When you keep working hard, feeling like getting nowhere. Invisible metrics are killing your motivation.

Nothing frustrates the brain more than effort with no ROI.

Here’s the peculiar part: often, the return is there. You just never looked for it.

Someone on the mountain today asked me how hard it is to sell human development to companies.

“Quite a battle.”

Because most people development isn’t designed to measure the ROI that companies care about. So leadership spends the budget because there’s budget to spend. They sit through the training. They nod. Six months later, nobody remembers what changed.

Because nobody tracked the right thing.

Was the ROI there? Productivity. Retention. Performance. The bottom line that moved?

Sometimes yes.
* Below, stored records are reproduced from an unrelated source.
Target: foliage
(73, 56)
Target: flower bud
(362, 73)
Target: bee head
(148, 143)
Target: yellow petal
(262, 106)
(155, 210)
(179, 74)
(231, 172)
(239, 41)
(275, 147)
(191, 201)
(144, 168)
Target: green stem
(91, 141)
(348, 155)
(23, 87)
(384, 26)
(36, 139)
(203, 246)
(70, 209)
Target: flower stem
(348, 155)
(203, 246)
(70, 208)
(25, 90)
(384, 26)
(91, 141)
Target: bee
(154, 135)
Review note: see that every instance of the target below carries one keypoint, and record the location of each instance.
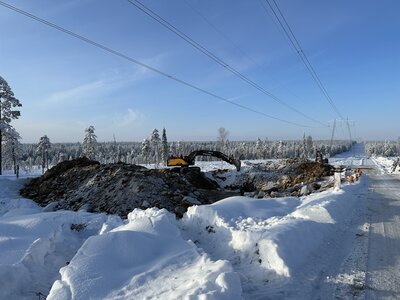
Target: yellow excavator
(189, 160)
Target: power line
(213, 57)
(132, 60)
(296, 45)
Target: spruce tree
(164, 147)
(43, 148)
(155, 140)
(89, 143)
(7, 113)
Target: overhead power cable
(297, 47)
(137, 62)
(215, 58)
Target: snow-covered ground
(237, 248)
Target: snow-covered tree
(12, 147)
(7, 112)
(146, 148)
(155, 141)
(309, 146)
(259, 148)
(164, 147)
(222, 139)
(43, 148)
(89, 143)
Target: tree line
(152, 150)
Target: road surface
(383, 259)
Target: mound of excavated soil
(280, 178)
(119, 188)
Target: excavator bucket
(236, 163)
(177, 162)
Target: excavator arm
(189, 160)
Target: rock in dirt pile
(119, 188)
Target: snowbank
(145, 259)
(268, 241)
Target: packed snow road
(383, 261)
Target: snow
(237, 248)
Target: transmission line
(215, 58)
(297, 47)
(137, 62)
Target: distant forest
(149, 152)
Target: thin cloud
(127, 119)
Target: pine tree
(222, 140)
(43, 148)
(89, 143)
(155, 140)
(7, 113)
(12, 149)
(164, 147)
(146, 150)
(259, 149)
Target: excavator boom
(189, 160)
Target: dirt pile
(119, 188)
(288, 177)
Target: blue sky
(65, 85)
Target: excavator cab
(189, 160)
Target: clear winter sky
(65, 85)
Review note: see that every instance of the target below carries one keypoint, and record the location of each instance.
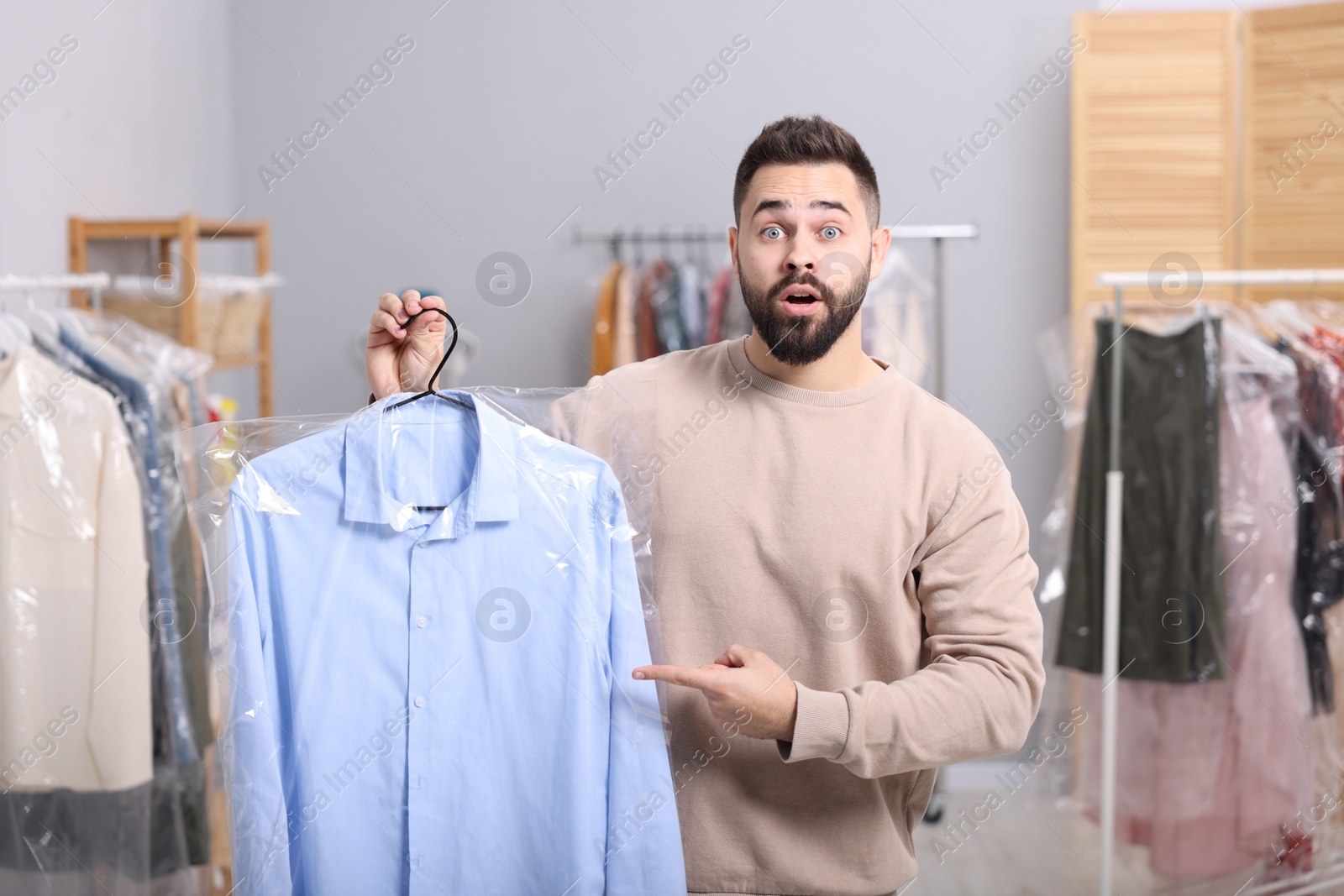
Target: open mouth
(800, 300)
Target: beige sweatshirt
(871, 544)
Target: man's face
(804, 257)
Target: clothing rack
(936, 233)
(190, 231)
(94, 282)
(1115, 519)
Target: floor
(1032, 846)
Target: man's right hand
(398, 360)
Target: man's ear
(878, 249)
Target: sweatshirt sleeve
(980, 688)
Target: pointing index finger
(685, 676)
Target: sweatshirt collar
(746, 369)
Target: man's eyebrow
(770, 204)
(776, 204)
(830, 203)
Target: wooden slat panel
(1294, 85)
(1153, 144)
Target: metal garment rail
(1115, 517)
(934, 233)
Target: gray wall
(134, 123)
(487, 136)
(490, 130)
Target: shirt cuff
(822, 727)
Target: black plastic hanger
(437, 369)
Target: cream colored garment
(74, 638)
(624, 348)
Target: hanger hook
(433, 379)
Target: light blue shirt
(438, 701)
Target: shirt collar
(491, 496)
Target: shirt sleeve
(120, 725)
(253, 738)
(980, 689)
(644, 836)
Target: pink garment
(1209, 772)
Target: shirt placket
(430, 658)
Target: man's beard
(797, 340)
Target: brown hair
(806, 141)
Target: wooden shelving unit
(188, 230)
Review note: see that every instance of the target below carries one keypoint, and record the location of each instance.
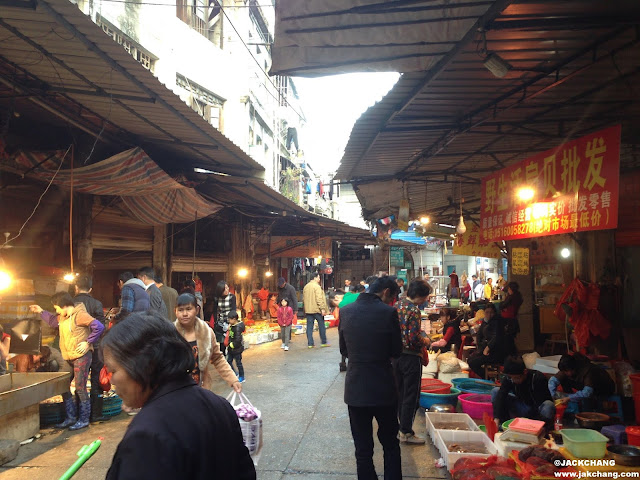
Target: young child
(236, 347)
(285, 319)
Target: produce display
(477, 468)
(541, 452)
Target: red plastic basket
(425, 382)
(440, 389)
(475, 405)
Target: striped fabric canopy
(147, 191)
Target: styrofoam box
(545, 369)
(447, 436)
(447, 377)
(505, 448)
(551, 361)
(447, 417)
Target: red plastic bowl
(440, 389)
(432, 385)
(431, 381)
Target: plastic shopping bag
(250, 420)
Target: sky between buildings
(331, 106)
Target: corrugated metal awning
(571, 70)
(339, 36)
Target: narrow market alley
(306, 425)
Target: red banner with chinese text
(575, 189)
(471, 243)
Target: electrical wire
(39, 200)
(173, 4)
(222, 9)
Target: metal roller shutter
(204, 263)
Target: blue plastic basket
(112, 406)
(427, 400)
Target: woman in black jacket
(223, 303)
(451, 335)
(182, 430)
(489, 342)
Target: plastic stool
(615, 433)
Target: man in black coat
(370, 336)
(523, 393)
(490, 342)
(287, 292)
(83, 287)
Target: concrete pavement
(306, 425)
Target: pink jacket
(285, 316)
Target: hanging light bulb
(461, 228)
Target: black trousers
(361, 419)
(477, 361)
(408, 373)
(96, 365)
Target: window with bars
(143, 57)
(201, 15)
(204, 102)
(282, 84)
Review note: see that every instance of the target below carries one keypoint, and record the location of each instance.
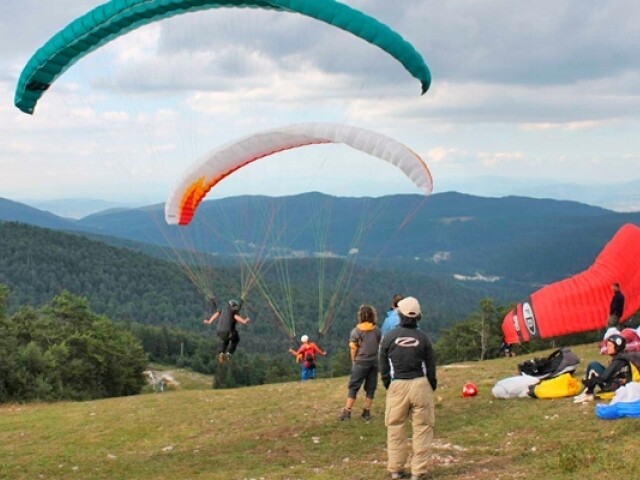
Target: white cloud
(520, 89)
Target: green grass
(291, 431)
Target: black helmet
(619, 342)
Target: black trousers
(230, 341)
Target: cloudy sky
(523, 94)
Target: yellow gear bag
(557, 387)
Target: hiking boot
(399, 475)
(345, 415)
(583, 397)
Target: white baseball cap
(409, 307)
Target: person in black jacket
(618, 373)
(408, 371)
(227, 319)
(616, 307)
(364, 343)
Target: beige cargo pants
(409, 400)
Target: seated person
(617, 373)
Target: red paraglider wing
(581, 303)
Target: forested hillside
(37, 264)
(523, 241)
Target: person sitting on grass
(619, 372)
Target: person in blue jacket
(392, 319)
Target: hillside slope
(291, 431)
(515, 238)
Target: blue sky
(524, 95)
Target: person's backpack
(560, 361)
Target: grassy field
(291, 431)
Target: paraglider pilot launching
(226, 330)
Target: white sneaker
(583, 397)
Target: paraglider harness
(560, 361)
(308, 360)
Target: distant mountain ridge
(517, 238)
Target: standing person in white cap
(408, 371)
(306, 355)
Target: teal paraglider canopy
(118, 17)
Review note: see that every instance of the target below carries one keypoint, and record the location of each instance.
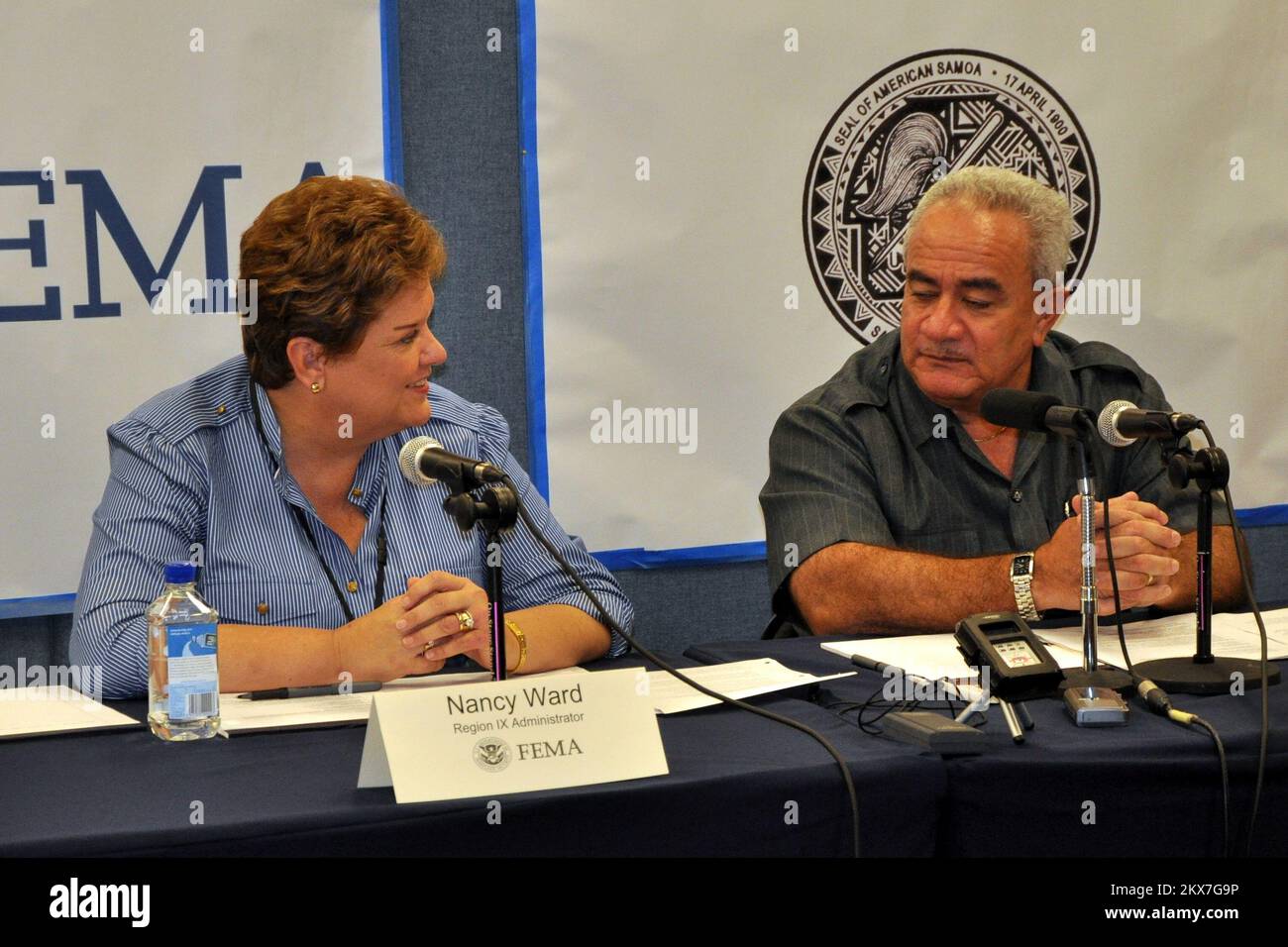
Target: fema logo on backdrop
(900, 133)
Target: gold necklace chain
(986, 440)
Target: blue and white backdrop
(140, 141)
(722, 188)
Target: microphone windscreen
(407, 460)
(1014, 408)
(1108, 423)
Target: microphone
(424, 462)
(1033, 411)
(1122, 423)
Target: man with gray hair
(903, 510)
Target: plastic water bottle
(183, 669)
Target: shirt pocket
(263, 602)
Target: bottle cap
(180, 573)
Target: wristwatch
(1021, 579)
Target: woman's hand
(389, 642)
(433, 625)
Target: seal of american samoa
(903, 131)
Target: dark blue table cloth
(733, 777)
(1153, 788)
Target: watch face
(1021, 567)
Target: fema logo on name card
(900, 133)
(492, 755)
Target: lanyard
(308, 532)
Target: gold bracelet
(523, 644)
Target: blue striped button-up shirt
(191, 479)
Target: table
(1153, 787)
(294, 792)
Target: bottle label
(193, 672)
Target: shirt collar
(268, 427)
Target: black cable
(1137, 680)
(1225, 784)
(648, 655)
(1245, 574)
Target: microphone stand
(1203, 673)
(1091, 694)
(496, 509)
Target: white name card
(514, 736)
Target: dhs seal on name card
(572, 728)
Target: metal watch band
(1022, 585)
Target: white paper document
(734, 680)
(1233, 635)
(31, 711)
(239, 714)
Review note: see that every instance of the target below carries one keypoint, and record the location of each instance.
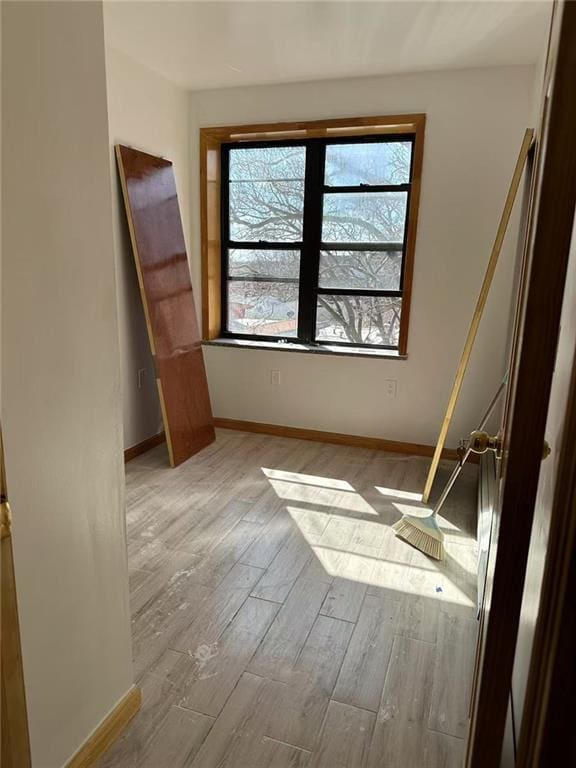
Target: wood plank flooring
(279, 623)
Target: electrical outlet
(390, 387)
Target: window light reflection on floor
(375, 566)
(408, 495)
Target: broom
(424, 532)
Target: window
(316, 237)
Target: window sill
(324, 349)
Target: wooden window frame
(211, 141)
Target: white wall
(61, 377)
(150, 113)
(475, 123)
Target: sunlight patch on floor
(328, 497)
(393, 493)
(300, 477)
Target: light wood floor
(278, 622)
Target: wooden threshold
(337, 438)
(108, 731)
(299, 433)
(144, 446)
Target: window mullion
(312, 235)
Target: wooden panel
(159, 251)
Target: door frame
(550, 222)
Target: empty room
(288, 388)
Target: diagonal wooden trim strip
(480, 304)
(108, 731)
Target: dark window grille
(314, 239)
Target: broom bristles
(422, 533)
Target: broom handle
(459, 466)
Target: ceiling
(216, 44)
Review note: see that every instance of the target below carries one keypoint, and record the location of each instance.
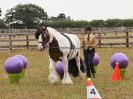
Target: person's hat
(88, 28)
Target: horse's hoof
(53, 80)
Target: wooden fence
(25, 38)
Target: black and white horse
(65, 47)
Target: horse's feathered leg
(81, 74)
(66, 78)
(52, 77)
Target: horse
(64, 47)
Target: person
(89, 43)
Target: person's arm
(94, 42)
(82, 42)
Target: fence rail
(25, 38)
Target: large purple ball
(120, 58)
(24, 59)
(13, 65)
(60, 68)
(96, 59)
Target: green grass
(35, 85)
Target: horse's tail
(73, 69)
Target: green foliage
(27, 14)
(67, 23)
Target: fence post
(127, 39)
(10, 39)
(99, 39)
(27, 40)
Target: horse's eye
(37, 35)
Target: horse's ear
(37, 28)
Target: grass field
(35, 85)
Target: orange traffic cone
(92, 92)
(116, 75)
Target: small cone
(95, 68)
(116, 75)
(92, 92)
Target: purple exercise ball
(121, 58)
(96, 59)
(60, 68)
(24, 59)
(13, 65)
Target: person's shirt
(89, 41)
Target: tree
(61, 16)
(27, 14)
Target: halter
(45, 36)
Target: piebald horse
(65, 47)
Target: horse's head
(42, 36)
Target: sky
(79, 9)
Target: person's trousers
(88, 59)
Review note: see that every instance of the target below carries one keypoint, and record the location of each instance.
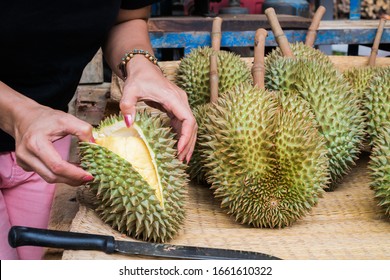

Sometimes no.

But if you don’t measure it, you’ll never know either way. And not knowing makes the next time so much harder to “buy”. And everyone loses.

When you believe your effort was a waste, even when it wasn’t, your motivation to try something similar will go waaaaaaay down. And the next time someone offers you a program, a coach, a protocol — you’re a hard sell. Good luck changing your mind!

This is why, before we do anything else, I get obsessively clear with every coaching client on what they actually care about. What does better look like? What does winning look like? In your work, your health, your life?

Name it, picture it, describe it before we begin.

Because if we don’t name it, we won’t design for it. If we don’t design for it, we won’t measure it. And if we don’t measure it — we can do real work together, meaningful work, work that changes something — and you’ll still walk away thinking: what was even the point?

The measurement also makes the tools’ choice more precise.

You want to lose weight? Track the calories. Not as punishment. As information you need to adjust the most important lever for the progress YOU want. Without the number, you’re guessing. You might get stronger, sleep better, feel lighter in your body — and still feel like you failed, because the thing you said you cared about didn’t move. So next time someone offers you a path, you shake your head. Already tried that - didn’t work.

But could it?

Before every sales cycle, every business development push, every new health protocol I consider — I ask myself 2 questions,

Why am I doing this?

Am I measuring the right thing to know if it’s working?

So I don’t end up working hard and feeling like it all was a waste.

Over to you, dear reader,

What are you working on right now that you’ve never actually defined success for? And what do you need to start measuring to feel like your efforts aren’t a waste?